La situation est en effet brûlante en Bosnie dont les institutions sont partagés entre Serbes, Croates et Musulmans. À commencer par la diffusion de la corruption et du népotisme qui gangrènent toutes les institutions du pays.

Le chômage n'est plus soutenable : 44% de la population est sans emploi selon l’agence nationale des statistiques. Le travail au noir est monnaie courante et ferait tomber les chiffres du chômage à 27% s’il devait être pris en considération selon la Banque centrale.
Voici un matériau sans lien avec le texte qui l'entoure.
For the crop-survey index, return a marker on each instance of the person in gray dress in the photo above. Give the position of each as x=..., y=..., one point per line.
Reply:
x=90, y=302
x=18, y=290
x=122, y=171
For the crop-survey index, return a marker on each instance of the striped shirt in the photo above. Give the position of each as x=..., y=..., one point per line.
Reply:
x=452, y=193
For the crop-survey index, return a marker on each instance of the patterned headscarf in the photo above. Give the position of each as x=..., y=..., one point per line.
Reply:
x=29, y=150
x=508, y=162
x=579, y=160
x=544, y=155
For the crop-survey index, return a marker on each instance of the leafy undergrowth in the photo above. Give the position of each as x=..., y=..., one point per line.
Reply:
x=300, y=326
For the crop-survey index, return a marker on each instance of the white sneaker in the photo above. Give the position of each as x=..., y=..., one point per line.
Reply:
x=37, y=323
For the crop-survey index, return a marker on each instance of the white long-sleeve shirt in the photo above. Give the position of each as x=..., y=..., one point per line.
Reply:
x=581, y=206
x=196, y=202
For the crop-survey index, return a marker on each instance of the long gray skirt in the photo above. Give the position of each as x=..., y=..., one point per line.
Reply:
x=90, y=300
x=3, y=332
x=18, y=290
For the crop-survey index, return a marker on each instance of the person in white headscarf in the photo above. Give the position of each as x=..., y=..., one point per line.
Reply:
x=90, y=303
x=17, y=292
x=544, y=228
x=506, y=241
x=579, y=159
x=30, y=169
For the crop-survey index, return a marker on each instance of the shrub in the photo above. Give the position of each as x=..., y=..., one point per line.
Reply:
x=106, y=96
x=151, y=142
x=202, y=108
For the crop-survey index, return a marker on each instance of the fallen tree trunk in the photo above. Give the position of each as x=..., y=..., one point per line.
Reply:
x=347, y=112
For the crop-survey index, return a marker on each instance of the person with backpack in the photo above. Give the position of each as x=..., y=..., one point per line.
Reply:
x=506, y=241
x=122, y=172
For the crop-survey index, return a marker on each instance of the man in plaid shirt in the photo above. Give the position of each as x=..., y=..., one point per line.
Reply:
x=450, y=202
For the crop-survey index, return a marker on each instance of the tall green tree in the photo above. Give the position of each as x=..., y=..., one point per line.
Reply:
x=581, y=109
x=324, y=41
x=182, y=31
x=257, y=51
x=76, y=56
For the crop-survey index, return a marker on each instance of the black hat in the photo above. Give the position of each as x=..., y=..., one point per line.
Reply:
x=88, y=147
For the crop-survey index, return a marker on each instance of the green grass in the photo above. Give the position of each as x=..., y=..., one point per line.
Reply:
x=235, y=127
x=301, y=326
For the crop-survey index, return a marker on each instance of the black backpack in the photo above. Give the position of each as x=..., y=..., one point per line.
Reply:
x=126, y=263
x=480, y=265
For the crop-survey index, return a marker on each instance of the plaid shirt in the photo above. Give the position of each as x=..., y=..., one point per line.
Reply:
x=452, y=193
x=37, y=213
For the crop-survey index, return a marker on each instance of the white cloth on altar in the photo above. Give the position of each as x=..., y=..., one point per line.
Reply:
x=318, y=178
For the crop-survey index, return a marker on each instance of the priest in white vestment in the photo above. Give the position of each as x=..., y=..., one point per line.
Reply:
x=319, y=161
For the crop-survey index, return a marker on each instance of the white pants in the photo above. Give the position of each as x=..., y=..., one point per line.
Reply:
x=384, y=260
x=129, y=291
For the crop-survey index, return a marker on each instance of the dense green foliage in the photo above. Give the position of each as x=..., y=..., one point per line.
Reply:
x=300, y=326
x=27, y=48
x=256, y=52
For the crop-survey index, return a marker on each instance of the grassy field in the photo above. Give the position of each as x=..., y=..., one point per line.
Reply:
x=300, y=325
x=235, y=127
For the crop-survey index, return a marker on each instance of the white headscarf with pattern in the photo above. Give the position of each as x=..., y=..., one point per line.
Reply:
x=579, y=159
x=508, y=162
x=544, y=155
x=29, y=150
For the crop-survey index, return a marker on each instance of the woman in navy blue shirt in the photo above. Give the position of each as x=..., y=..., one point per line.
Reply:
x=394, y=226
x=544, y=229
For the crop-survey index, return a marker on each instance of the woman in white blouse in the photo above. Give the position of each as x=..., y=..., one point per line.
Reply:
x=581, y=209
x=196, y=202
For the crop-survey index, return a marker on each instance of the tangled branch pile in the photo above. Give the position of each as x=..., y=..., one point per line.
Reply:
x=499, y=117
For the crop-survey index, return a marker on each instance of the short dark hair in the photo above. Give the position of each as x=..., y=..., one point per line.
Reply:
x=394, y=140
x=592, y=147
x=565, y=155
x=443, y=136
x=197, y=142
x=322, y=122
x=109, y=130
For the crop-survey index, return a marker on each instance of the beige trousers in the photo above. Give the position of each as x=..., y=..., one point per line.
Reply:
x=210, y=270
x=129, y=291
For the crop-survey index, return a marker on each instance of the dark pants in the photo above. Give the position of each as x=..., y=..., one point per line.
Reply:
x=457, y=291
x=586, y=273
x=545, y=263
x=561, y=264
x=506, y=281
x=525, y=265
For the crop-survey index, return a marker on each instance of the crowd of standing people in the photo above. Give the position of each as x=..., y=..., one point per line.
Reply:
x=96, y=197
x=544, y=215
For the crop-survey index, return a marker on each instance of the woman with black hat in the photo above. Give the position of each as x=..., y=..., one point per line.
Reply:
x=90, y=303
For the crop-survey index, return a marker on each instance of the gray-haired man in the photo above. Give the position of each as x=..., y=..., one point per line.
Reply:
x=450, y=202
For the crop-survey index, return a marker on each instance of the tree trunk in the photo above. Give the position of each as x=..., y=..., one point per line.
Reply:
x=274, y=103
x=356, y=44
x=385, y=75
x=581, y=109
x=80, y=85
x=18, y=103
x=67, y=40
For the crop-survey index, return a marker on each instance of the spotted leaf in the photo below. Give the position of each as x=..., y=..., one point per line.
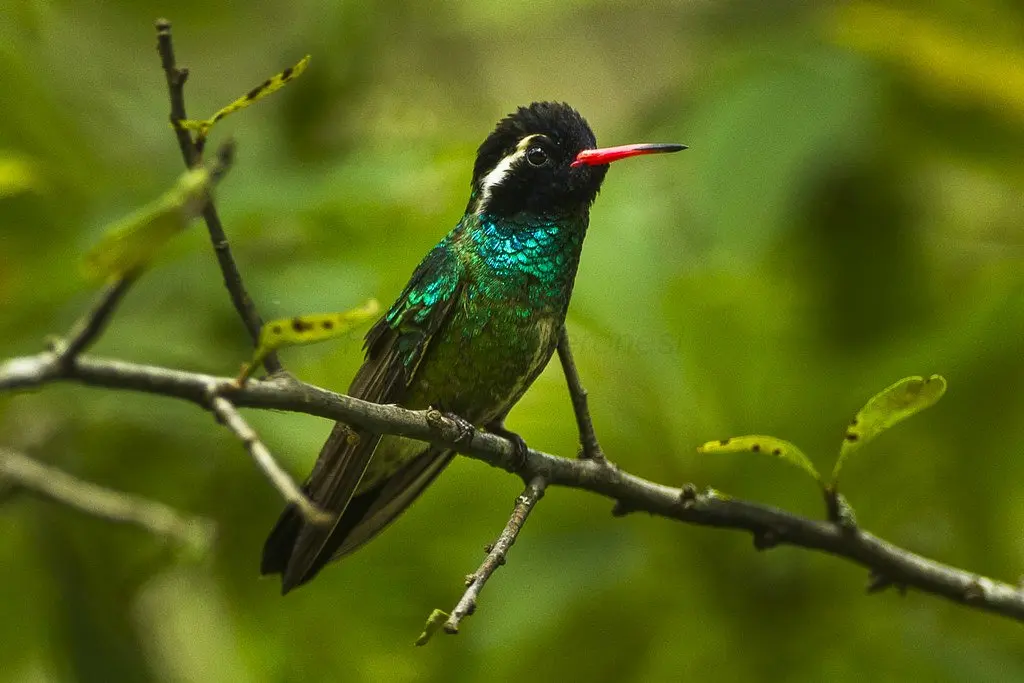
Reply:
x=306, y=330
x=272, y=84
x=892, y=404
x=766, y=444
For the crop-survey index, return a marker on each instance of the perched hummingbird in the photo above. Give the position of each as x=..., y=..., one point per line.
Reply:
x=469, y=334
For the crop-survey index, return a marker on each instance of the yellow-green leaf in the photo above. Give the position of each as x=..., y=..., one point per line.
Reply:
x=306, y=330
x=433, y=625
x=892, y=404
x=130, y=244
x=268, y=86
x=18, y=174
x=766, y=444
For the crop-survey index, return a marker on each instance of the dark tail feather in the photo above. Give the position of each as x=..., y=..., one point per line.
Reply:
x=281, y=543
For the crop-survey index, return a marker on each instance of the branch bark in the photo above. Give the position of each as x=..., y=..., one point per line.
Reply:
x=176, y=77
x=770, y=526
x=229, y=416
x=497, y=553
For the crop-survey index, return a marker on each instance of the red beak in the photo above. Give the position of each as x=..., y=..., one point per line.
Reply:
x=608, y=155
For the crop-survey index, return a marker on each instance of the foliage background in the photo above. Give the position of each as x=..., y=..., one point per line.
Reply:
x=849, y=213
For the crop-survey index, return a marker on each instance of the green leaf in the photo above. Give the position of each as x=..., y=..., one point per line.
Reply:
x=766, y=444
x=892, y=404
x=305, y=330
x=433, y=625
x=18, y=174
x=268, y=86
x=130, y=244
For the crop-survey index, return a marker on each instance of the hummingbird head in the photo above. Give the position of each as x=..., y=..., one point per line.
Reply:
x=543, y=160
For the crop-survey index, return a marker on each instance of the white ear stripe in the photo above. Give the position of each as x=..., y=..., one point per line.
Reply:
x=497, y=175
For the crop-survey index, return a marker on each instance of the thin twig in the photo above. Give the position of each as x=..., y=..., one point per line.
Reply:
x=89, y=327
x=588, y=438
x=176, y=77
x=496, y=553
x=231, y=419
x=56, y=484
x=769, y=526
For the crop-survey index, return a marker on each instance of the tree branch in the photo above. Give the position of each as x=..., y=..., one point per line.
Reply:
x=588, y=438
x=91, y=325
x=496, y=553
x=770, y=526
x=24, y=472
x=231, y=419
x=193, y=155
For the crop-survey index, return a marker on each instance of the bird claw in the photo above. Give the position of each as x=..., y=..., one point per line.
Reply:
x=519, y=447
x=463, y=427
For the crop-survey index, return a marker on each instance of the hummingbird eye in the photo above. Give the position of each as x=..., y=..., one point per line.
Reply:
x=537, y=157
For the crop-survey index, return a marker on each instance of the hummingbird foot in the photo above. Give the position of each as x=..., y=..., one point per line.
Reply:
x=519, y=447
x=463, y=429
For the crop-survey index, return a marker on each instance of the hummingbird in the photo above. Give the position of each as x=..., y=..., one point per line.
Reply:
x=474, y=327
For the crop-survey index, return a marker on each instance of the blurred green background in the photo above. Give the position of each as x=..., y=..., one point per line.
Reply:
x=849, y=213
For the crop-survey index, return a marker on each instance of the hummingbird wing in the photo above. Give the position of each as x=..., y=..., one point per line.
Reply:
x=395, y=346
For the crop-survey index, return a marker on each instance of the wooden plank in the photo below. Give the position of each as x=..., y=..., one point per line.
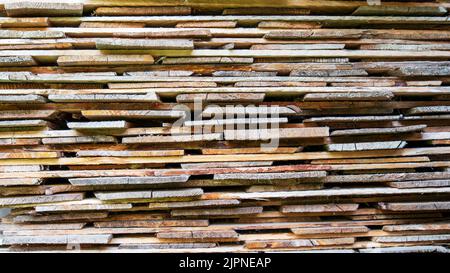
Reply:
x=81, y=60
x=108, y=44
x=419, y=206
x=32, y=8
x=129, y=180
x=32, y=200
x=354, y=96
x=318, y=208
x=146, y=196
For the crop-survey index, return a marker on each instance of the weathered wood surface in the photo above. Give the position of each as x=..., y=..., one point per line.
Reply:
x=230, y=126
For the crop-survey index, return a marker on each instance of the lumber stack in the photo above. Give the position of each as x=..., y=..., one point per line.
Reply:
x=103, y=146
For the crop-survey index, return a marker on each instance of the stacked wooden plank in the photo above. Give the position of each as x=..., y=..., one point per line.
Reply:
x=224, y=126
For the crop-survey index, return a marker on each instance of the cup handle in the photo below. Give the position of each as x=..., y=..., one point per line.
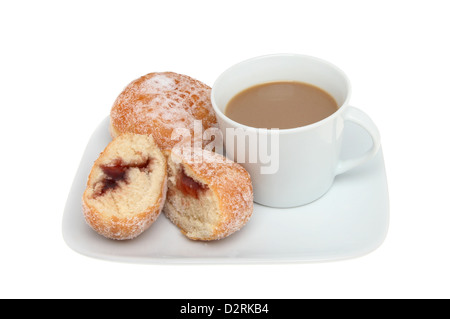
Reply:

La Bosnie connaît un appauvrissement croissant. Un Bosnien sur cinq vit dans la pauvreté. Le salaire mensuel moyen est de 420 euros. Parmi les manifestants, certains n’ont pas été rémunérés depuis 14 ans, d’autres n’ont reçu que 25 euros par mois depuis 15 ans. La protestation sociale était annoncée depuis longtemps comme inévitable.

La grogne est partie de la ville de Tuzla, qui fut la plus importante ville industrielle de Bosnie gagnée progressivement la privatisation de ses usines et des licenciements en masse.

La protestation a ensuite enflammé Sarajevo la capitale, Bihac, Zenica et Mostar. Malgré les démissions de quatre des dix gouvernements régionaux pour tenter d’atténuer cette colère populaire, les manifestations réclament aujourd’hui la création d’un cabinet de technocrates capable de sortir le pays de l’impasse.